In our model, called WPSO, particles are considered as celestial bodies, subject to the effect of gravity. A high density of particles causes the creation of a gravitational singularity called a wormhole. A particle falls into a wormhole if it crosses a boundary called the event horizon. It is then rejected into another region of space. Wormholes possess two interesting features. Firstly, a wormhole indicates a potential solution: the aggregation of particles around a particular spot reveals the existence of a local or optimal fitness value. Secondly, the presence of a wormhole avoids the premature convergence of the whole swarm since particles that are close to a previously explored region are redirected into another space region. A wormhole can then be seen as a mutation operator that dynamically preserves the diversity of the swarm.

The WPSO algorithm has been applied to the discovery of gene expression patterns in DNA microarrays. This new technology enables the simultaneous monitoring of the expression levels of thousands of genes in particular conditions (the effect of pathologies, drugs or stress, …). Large-scale experiments can be carried out to observe the co-expression of genes in order to better understand the underlying biological processes. An expression pattern is an expression profile common to a set of genes, characterizing a cancer signature or a biological function such as immune response or programmed cell death. Since these patterns correspond generally to dense regions of the expression measurements, our method is particularly well adapted.
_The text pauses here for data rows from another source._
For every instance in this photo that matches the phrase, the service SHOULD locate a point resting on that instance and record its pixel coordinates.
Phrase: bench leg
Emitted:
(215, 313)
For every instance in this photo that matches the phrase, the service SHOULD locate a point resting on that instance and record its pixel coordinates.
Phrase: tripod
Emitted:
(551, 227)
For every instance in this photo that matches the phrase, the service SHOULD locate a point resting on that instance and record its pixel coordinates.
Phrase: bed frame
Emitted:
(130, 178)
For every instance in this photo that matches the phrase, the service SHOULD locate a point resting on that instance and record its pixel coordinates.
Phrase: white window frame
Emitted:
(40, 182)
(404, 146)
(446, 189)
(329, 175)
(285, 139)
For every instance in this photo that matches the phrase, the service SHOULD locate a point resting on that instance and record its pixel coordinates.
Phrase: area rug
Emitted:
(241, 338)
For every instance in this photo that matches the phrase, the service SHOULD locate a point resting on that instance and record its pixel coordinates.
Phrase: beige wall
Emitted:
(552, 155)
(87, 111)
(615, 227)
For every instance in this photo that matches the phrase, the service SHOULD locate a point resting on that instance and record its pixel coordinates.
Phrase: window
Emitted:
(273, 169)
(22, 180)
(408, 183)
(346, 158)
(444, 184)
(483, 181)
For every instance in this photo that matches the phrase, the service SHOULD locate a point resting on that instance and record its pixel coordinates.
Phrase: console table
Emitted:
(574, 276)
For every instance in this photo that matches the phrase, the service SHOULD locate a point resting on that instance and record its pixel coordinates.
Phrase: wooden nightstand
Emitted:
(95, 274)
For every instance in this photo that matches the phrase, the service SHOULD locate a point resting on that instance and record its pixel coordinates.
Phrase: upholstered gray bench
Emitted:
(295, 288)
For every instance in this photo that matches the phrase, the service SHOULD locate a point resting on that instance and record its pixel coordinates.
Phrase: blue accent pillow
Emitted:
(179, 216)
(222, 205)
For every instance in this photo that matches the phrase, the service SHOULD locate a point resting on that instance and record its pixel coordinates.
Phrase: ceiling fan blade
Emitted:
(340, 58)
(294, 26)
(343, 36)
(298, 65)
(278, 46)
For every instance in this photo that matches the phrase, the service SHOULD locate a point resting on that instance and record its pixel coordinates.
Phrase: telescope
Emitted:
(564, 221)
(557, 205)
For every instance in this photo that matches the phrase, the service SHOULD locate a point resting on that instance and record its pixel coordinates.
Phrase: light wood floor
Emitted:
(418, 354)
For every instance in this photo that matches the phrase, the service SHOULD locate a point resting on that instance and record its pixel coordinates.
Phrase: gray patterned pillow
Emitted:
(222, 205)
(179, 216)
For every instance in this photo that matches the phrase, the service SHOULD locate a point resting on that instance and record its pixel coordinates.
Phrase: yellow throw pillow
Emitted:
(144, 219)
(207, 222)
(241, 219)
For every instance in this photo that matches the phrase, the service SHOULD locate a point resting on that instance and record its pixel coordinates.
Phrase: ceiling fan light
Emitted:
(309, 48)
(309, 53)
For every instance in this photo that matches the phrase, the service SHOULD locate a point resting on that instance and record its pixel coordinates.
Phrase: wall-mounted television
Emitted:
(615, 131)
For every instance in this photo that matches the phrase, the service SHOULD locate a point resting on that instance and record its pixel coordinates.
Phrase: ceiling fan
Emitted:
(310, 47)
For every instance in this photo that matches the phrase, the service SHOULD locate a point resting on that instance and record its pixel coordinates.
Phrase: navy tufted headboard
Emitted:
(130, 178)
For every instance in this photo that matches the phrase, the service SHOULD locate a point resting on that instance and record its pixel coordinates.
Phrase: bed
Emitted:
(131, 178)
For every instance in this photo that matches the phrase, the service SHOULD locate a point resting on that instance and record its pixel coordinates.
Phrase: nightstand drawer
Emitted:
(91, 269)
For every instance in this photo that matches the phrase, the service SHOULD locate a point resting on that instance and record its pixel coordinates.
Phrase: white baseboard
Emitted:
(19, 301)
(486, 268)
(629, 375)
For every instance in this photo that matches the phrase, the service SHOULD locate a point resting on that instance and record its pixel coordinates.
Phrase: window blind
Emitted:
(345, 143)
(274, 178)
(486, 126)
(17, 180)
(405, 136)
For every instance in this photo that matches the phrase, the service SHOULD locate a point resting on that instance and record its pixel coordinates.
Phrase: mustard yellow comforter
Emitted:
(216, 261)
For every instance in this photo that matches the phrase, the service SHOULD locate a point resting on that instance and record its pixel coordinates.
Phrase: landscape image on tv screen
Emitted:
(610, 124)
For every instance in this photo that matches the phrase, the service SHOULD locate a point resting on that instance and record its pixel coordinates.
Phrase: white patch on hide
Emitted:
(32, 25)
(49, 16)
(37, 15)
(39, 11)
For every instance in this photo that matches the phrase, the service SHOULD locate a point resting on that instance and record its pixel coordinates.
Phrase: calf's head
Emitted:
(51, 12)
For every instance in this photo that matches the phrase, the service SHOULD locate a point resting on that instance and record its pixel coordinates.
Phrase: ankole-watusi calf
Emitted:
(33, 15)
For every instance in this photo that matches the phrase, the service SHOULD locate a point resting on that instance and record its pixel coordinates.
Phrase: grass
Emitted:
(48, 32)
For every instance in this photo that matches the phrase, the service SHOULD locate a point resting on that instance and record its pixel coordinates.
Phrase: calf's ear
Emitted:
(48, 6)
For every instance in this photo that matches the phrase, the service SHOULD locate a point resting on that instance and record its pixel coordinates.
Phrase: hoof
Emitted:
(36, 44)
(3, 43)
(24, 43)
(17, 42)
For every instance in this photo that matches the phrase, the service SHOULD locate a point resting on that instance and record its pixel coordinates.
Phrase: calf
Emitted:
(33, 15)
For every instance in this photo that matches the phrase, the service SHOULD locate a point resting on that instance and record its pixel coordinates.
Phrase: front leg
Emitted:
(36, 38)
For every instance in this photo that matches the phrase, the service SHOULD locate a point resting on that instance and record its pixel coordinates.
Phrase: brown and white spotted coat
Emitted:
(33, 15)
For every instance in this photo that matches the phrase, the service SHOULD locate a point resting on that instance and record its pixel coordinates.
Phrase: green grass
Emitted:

The rest of the paper is organized as follows. Section 2 discusses related work; Section 3 describes the principle of PSO; Section 4 is devoted to the presentation of WPSO and a study of its performances; Section 5 deals with the application of WPSO to microarray data analysis. Finally a conclusion and some perspectives are presented in Section 6.

## 2. Related work

Evolutionary algorithms have been successfully applied to solve multimodal optimization problems. The concept of speciation has been inspired from the observation of biological evolution. Different species are in competition with each other in territories containing finite resources. These species tend to occupy different environmental niches.
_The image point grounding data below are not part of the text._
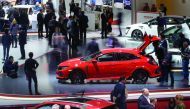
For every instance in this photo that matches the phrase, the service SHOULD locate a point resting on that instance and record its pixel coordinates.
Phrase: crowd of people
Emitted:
(162, 8)
(119, 96)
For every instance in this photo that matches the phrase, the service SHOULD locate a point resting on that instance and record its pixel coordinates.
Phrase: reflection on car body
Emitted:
(111, 64)
(77, 103)
(137, 31)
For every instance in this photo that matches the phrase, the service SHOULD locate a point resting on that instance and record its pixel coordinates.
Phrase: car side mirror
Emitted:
(94, 61)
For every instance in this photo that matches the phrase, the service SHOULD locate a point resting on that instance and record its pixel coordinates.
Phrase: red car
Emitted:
(76, 103)
(111, 64)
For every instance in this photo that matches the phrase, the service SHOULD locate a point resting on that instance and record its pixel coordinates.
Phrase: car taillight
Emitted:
(152, 61)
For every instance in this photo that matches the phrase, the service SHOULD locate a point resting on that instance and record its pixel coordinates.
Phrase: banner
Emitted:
(127, 4)
(118, 4)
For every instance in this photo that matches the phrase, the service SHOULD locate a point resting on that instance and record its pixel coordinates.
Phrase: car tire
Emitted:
(140, 77)
(77, 77)
(137, 34)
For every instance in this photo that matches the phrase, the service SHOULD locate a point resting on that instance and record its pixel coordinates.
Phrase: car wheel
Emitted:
(137, 34)
(77, 77)
(140, 77)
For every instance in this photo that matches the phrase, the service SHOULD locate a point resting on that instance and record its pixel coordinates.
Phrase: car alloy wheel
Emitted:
(137, 34)
(77, 77)
(140, 77)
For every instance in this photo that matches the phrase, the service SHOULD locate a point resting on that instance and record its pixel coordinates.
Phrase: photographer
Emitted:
(10, 67)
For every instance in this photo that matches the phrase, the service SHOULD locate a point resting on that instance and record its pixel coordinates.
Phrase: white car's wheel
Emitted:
(137, 34)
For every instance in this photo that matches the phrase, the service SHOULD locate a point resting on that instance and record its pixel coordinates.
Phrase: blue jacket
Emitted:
(6, 40)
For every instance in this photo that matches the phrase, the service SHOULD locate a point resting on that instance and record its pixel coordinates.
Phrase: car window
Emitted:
(106, 57)
(126, 56)
(171, 30)
(30, 11)
(172, 21)
(45, 107)
(153, 22)
(91, 56)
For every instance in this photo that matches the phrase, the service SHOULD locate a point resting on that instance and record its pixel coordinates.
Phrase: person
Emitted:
(11, 13)
(163, 9)
(146, 7)
(120, 93)
(22, 42)
(144, 100)
(172, 103)
(14, 27)
(153, 102)
(119, 16)
(179, 102)
(10, 67)
(167, 64)
(92, 47)
(161, 24)
(104, 23)
(52, 25)
(30, 67)
(62, 8)
(24, 20)
(40, 19)
(83, 23)
(72, 6)
(2, 15)
(110, 19)
(47, 19)
(49, 6)
(6, 42)
(185, 54)
(153, 8)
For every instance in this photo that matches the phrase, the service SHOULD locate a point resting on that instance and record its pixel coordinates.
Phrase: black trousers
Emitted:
(22, 51)
(83, 35)
(40, 31)
(104, 31)
(47, 30)
(33, 77)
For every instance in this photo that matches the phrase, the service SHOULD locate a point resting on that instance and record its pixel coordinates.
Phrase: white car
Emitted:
(137, 31)
(32, 15)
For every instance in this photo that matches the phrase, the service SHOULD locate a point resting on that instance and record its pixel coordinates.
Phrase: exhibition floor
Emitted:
(48, 84)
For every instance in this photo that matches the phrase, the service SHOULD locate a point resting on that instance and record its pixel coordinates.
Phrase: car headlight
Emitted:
(62, 67)
(141, 27)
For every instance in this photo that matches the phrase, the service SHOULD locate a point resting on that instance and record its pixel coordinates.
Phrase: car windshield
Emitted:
(89, 57)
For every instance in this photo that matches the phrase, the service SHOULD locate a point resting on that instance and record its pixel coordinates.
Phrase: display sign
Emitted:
(118, 4)
(127, 4)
The Island model (Whitley et. al. 1998) is for instance a technique providing multiple subpopulations that helps to preserve genetic diversity. Niching methods have been incorporated in Genetic Algorithms to promote the formation and maintenance of subpopulations (Mahfoud 1995). Two kinds of approaches have been proposed: while parallel niching methods maintain several niches simultaneously, sequential niching methods apply iteratively a swarm on the search space to find multiple optima. Sequential Niching (Beasley et. al. 1993) is based on a derating function that operates on the fitness landscape at a position where a solution was found. Sharing (Goldberg 1987) is another mechanism for maintaining population diversity. The fitness of an individual is scaled by the number of similar individuals in order to penalize redundant solutions. This sharing function depends on the distance between individuals, which is a way to control the diversity of species. Deterministic Crowding (Mahfoud 1995) is a selection method that facilitates the formation of niches, these latter being maintained by an elitist scheme.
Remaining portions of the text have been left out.